QMS Lead - Biosimilar

Role & responsibilities

Quality Management system

• Review / approve Master documents like Batch documents, Specifications, Standard Test Procedures, artworks, Methods and other Good Manufacturing Practices (GMP) / quality related documents.
• Review/approve Site Master File (SMF), Validation Master Plan (VMP), Quality Manual and other organizational Quality Management System (QMS) related documents.
• Authorize to approve GMP/QMS documents, policies & protocols. Ensure that documents are prepared & implemented that meet GMP requirements.
• Approve/Reject Change Control, Deviation, CAPA and follow up for the closer of the same.
• Review / approve investigations, CAPA proposal & risk assessment.
• Attend / present status in Quality Review Meetings.
• Monitor internal audit program and ensure closure of audit findings.

• Audit and compliance:

• Compliance with the external and internal audit observations.
• Site preparedness / readiness for customer and regulatory audits.
• Responsible for overall QA compliance activity.

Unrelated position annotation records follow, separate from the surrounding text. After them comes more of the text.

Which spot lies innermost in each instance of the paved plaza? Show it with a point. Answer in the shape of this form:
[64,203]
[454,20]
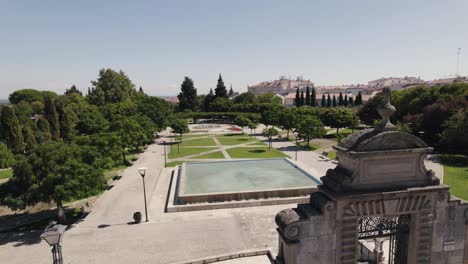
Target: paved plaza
[106,235]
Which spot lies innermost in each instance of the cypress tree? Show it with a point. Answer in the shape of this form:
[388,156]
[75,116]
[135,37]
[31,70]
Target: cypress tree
[11,130]
[220,90]
[298,98]
[50,112]
[188,95]
[308,96]
[313,97]
[302,98]
[358,100]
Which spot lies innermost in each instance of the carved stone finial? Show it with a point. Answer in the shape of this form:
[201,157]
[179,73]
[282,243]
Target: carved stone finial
[385,111]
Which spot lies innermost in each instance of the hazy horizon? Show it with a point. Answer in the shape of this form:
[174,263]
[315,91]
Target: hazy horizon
[51,45]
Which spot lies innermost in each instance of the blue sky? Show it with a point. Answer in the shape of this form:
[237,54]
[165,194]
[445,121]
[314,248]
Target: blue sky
[50,45]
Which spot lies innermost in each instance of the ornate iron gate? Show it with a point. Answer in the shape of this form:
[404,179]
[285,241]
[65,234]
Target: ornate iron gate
[394,227]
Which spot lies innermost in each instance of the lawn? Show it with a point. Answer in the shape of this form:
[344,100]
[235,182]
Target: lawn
[4,174]
[260,152]
[456,174]
[207,141]
[214,155]
[235,139]
[173,154]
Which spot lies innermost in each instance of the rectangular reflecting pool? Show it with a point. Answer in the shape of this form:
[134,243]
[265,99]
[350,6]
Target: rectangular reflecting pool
[222,181]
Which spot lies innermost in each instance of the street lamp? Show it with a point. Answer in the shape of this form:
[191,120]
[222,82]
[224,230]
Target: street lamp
[142,172]
[297,145]
[53,235]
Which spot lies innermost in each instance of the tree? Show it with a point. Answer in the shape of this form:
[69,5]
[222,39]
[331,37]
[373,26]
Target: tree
[53,172]
[338,118]
[220,90]
[180,127]
[307,100]
[210,97]
[6,157]
[287,120]
[111,87]
[453,138]
[242,121]
[187,96]
[358,99]
[340,100]
[310,127]
[73,89]
[270,133]
[313,97]
[298,98]
[50,113]
[11,130]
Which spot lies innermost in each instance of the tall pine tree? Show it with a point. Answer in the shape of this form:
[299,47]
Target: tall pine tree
[298,98]
[188,95]
[220,90]
[308,96]
[313,97]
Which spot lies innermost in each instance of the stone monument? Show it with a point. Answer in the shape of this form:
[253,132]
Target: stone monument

• Vendor qualification and management:

• Perform vendor audit (raw material / contract testing laboratory / calibration, GMP services & validation agency).
• Review / Approve vendor audit reports, qualification documents and related activities.
• Ensure adherence to audit schedule and closure of audit observation.
• Coordination with the vendors.

• Training and Development:

• Imparting the training to cross functional teams like Engineering, production and other departments on the relevant topics.
• Review / Approve training activities; and imparting inhouse training.
• Identify training needs and impart training at site.

• Analytical data assurance:

• Ensure laboratory activities are performed as per respective SOP.
• Ensure sample are timely testing & released, material / product is stored appropriately.
• Ensure investigation is performed for all the nonconformance / events.

• Documents Control:

• Ensure controlled copy, uncontrolled copy and other copy as per the requirement and issue to the concern department / personnel.
• Ensure the soft copy of the document in the QA folder.
• Ensure procedures related to Control of SOPs and Quality Documents are followed.